Kwaheri ya kuonana – goodbye until we meet again. Africa holds a special place in my heart. Whether it was Nelson Mandela’s story in the Long Walk to Freedom or the elegance of the African runners I have watched over the years it has been a place that captivates; a land of great vastness and incredible wildlife and diversity. Kwaheri ya kuonana were among the last Swahili words I heard from my friends in Maili-tatu, Kenya on my last trip to that country in 2002. Maili-tatu was a small village with no running water or electricity, far away from everything except Rambo which was a slightly larger community about three miles away. My first trip to Africa included South Africa (Comrades Marathon) and Kenya and I quickly fell in love with Kenya. Land of the Masai Mara, home to an incredible array of wildlife that includes lions, cheetahs, elephants, wildebeest and much more; Kenya is Africa in all its splendor. It is home to very gracious people made up of more than 30 ethnic groups speaking at least that many languages. Until recently they seem quite capable of living together in peace as illustrated by the picture on my wall of the school children of Esosion singing their songs of welcome and thanks.

Kenyan athletes dominate the sport of distance running – especially road racing – with a style and grace that makes them easy to cheer. It was such a cool thing just being on an elevator with the elite runners who competed at the Peachtree Road Race each year in Atlanta. The connections between running and Kenya were cemented firmly in my mind. Perhaps the country’s greatest ambassador is Paul Tergat, a distance running legend who has held the world record in the marathon (2:04:55) and the 10K (26:49.28.85), won five IAAF World Cross Country Titles and numerous Olympic medals. Among all his honors, Tergat counts being named the World Food Programme’s “Ambassador against hunger” as one of his greatest achievements. And so somehow the connection between kindness and Kenya seemed forever tied together in my mind.

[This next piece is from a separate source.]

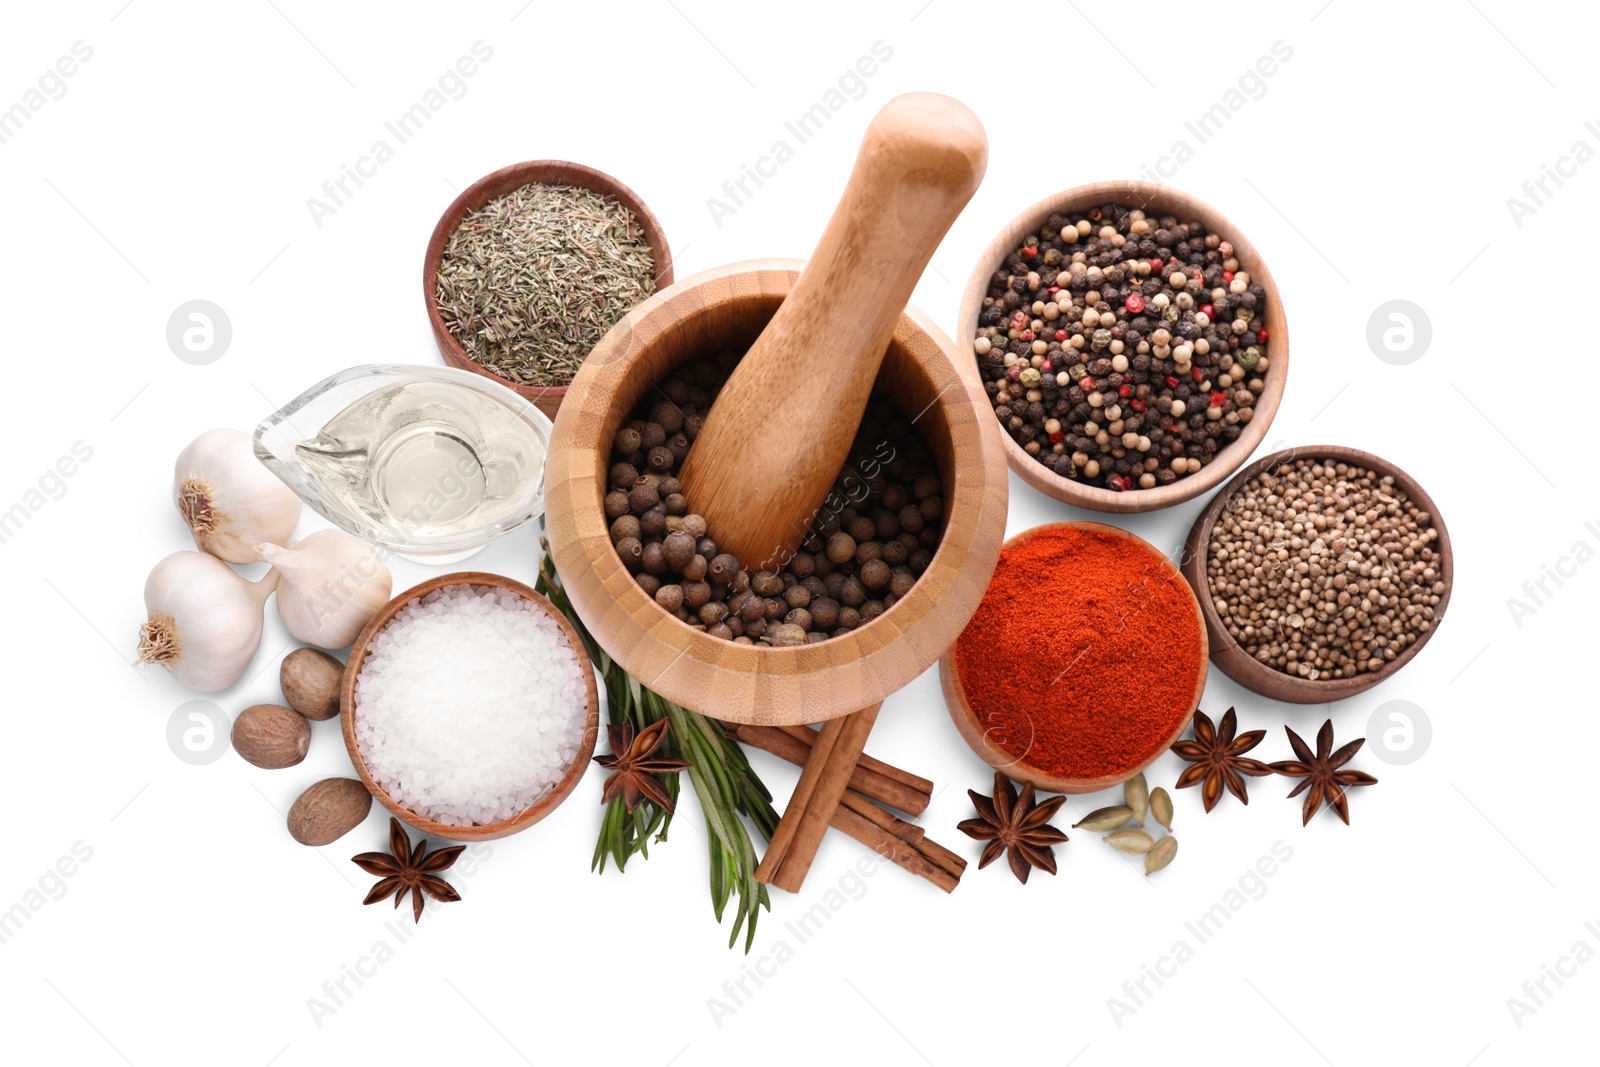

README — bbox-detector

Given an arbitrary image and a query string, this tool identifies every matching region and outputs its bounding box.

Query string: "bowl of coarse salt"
[341,572,599,840]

Africa is a place of great contrast – from Mount Kilimanjaro rising to 19,000 feet of grander to the flat plains of the Serengeti filled with the world’s most incredible wildlife. And so often its people seem to reach for great heights only to erupt into gruesome violence. But somehow, I always thought Kenya was immune from the worst of the violence that erupts on its continent. Kenya has largely escaped the cruelest tyrants and ethnic wars. Yes, there is crime and there were areas in Nairobi I was told to stay away from (ok, so I ran through some of them anyway), but these were the exceptions not the rule. And while the country was clearly not immune from political corruption, it seemed the discourse about it was largely civil. At least it was until Mwai Kibaki and Raila Odinga squared off in presidential elections a few weeks ago. Kibaki is a Kikuyu and Odinga is from the Luo tribe. The struggle for power between these two groups erupted in violence that had taken between 450 and 1000 lives when election result voting became chaotic, including Lucas Sang, a member of the 1988 Kenyan Olympic team who was hacked to death in Elderot. Sang was, according to Moses Tanui, another Kenyan legend and three time winner of the Boston Marathon, “never [an] ethnic minded person and I can’t understand why he had to die this way. Lucas has always been a good man to all, especially young athletes who needed his help and advice.”

Often the news of violence in Africa seems far away from us here. But this place found a special place in my heart sometime ago and it makes the senselessness of it all even harder to understand than usual. When I do meet my Kenyan friends again, it will include much sadness.